The diamond-swapping allegations against Signet Jewelers are "absurd," according to CEO Mark Light.
Customers allege that Signet brands such as Kay Jewelers have swapped out diamonds for lower quality stones and returned rings that didn't belong to them. Signet's stock has been under pressure, dropping more than 22 percent, since reports first surfaced in late May.
"We're the largest diamond retailer in the world. We got there by understanding that trust is the most important characteristic when someone is buying jewelry," Light told CNBC's "Closing Bell" on Tuesday. He added that he's been in the jewelry business for more than 30 years.
Light argued that the rate of complaints on repairs is "negligible."

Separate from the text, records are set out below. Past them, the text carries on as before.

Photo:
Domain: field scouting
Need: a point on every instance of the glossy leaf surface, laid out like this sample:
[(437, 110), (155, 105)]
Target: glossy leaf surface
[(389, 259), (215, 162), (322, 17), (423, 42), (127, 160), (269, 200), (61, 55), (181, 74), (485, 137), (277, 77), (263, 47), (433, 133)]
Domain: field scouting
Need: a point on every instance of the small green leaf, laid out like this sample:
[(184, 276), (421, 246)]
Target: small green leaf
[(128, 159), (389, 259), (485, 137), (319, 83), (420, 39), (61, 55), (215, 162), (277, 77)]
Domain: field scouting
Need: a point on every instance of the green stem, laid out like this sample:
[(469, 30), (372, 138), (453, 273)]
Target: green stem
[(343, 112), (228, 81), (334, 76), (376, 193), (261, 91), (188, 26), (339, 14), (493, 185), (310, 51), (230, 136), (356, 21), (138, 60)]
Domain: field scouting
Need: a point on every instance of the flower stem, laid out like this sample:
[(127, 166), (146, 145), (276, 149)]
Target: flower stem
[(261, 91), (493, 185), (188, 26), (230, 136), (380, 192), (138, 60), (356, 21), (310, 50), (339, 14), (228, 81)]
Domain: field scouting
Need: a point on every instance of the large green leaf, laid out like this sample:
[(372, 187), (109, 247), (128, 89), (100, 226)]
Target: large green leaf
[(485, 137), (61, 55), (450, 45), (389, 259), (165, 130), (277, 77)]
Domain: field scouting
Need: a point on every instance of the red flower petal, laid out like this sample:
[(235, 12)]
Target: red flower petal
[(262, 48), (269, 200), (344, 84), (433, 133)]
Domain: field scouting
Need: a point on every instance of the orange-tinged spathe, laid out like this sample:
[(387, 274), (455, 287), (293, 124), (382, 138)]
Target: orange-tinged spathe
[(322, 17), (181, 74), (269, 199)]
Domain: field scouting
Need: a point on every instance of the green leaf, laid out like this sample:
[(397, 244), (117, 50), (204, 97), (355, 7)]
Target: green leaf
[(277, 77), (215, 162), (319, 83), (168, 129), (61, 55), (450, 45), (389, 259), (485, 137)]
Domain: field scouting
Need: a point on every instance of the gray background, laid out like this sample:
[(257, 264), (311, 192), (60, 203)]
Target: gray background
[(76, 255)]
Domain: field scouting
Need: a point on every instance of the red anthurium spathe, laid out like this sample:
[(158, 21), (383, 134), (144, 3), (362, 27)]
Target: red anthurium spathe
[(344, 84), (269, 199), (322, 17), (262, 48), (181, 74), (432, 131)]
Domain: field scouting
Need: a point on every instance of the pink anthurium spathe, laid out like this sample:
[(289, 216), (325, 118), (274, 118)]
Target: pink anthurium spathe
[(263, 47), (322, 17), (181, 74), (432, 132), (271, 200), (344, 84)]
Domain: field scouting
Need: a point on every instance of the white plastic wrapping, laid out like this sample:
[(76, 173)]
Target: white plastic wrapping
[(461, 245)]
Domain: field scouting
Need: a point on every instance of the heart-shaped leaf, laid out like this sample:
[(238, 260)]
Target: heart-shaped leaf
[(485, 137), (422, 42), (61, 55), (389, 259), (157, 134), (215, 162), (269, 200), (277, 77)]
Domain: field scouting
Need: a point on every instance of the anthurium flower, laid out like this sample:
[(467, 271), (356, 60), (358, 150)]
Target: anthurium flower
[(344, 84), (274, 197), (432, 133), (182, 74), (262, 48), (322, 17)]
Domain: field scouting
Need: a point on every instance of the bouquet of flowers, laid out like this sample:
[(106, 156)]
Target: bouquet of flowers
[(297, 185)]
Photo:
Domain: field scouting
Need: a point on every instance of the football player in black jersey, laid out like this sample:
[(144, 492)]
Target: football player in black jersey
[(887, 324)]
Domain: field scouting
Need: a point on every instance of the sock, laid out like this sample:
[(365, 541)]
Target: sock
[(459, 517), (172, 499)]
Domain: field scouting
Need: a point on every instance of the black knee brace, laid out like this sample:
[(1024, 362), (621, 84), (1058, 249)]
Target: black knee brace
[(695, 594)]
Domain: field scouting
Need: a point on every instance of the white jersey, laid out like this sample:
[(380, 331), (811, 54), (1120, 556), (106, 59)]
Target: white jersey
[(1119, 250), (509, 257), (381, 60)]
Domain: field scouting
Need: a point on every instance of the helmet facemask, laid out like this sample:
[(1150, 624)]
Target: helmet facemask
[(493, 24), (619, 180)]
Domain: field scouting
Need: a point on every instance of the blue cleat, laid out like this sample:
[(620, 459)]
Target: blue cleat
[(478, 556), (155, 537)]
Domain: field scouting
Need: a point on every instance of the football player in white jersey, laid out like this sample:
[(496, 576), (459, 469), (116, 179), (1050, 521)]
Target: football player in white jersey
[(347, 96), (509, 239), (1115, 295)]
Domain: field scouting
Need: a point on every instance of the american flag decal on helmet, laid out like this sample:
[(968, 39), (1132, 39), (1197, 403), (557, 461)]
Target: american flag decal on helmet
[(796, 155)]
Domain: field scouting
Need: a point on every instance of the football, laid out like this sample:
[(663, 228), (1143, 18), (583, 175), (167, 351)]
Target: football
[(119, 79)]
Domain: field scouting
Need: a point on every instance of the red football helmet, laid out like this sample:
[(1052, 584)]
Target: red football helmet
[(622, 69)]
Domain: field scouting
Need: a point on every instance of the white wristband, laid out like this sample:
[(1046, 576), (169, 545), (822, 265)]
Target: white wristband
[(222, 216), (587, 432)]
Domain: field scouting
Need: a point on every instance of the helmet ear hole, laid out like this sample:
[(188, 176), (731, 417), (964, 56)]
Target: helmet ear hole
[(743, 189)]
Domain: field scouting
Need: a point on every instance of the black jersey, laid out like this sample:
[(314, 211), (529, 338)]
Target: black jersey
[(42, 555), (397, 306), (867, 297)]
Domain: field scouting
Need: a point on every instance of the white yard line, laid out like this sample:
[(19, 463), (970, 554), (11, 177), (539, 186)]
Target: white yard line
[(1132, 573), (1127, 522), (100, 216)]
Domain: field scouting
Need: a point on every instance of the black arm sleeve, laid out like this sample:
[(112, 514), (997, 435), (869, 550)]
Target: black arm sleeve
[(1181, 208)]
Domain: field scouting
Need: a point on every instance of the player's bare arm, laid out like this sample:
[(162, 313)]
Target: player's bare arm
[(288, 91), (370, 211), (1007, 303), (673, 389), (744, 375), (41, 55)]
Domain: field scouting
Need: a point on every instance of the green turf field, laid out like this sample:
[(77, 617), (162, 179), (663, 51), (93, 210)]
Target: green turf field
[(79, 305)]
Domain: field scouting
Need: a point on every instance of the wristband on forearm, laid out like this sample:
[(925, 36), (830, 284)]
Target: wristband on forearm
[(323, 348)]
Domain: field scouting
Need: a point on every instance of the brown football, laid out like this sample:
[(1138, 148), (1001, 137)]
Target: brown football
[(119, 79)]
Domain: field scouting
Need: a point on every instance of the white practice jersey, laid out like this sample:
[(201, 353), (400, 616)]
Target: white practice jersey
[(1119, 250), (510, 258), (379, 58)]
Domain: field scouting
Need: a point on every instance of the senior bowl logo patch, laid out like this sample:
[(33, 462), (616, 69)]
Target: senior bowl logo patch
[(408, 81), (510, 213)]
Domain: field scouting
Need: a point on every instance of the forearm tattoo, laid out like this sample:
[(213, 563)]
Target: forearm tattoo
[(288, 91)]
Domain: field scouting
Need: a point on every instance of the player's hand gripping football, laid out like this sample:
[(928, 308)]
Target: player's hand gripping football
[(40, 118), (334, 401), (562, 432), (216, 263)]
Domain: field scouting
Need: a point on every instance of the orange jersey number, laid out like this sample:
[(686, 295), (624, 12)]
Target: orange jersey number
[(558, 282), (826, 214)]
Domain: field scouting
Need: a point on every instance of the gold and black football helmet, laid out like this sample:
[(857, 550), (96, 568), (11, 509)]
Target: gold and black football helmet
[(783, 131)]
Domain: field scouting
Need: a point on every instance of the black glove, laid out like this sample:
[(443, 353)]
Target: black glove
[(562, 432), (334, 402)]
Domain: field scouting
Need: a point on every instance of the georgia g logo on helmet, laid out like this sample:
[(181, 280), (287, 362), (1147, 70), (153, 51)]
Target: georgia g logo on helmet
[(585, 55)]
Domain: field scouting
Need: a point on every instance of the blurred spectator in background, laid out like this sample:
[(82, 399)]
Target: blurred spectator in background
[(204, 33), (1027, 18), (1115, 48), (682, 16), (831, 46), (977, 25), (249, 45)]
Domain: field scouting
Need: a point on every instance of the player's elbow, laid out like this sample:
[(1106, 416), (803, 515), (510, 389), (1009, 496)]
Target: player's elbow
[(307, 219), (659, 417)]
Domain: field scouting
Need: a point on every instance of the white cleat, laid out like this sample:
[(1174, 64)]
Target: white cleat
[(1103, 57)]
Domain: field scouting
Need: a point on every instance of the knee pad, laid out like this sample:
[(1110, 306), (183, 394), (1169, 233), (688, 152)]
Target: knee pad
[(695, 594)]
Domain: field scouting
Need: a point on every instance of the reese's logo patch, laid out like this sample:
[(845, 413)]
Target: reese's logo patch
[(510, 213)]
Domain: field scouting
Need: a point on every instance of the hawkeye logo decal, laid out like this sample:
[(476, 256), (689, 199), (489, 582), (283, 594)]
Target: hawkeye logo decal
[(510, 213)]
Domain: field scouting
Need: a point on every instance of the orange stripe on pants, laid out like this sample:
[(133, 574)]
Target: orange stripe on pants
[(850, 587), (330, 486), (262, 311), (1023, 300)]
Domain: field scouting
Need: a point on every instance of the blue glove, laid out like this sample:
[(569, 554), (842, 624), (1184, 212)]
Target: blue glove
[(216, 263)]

"We do millions of customer repairs and internal services, millions of them. I just had our people do an analysis [of] how many customer complaints we've had over the last year alone, and it's 0.2 percent complaints about our repairs — and that's way too much for me," Light said.
There are, however, other concerns weighing on the company as Signet's stock has fallen more than 32 percent in 2016. Earlier this month, contrarian investor Jim Grant said that the "evidence of trouble" within Signet is that the company "sells roughly 60 percent of its jewelry on credit."
Light, however, is confident in Signet's business model, saying that it's actually a competitive advantage.
Signet's model has tapped into the psychology of its customers and how they "act differently" when they buy jewelry, according to Light.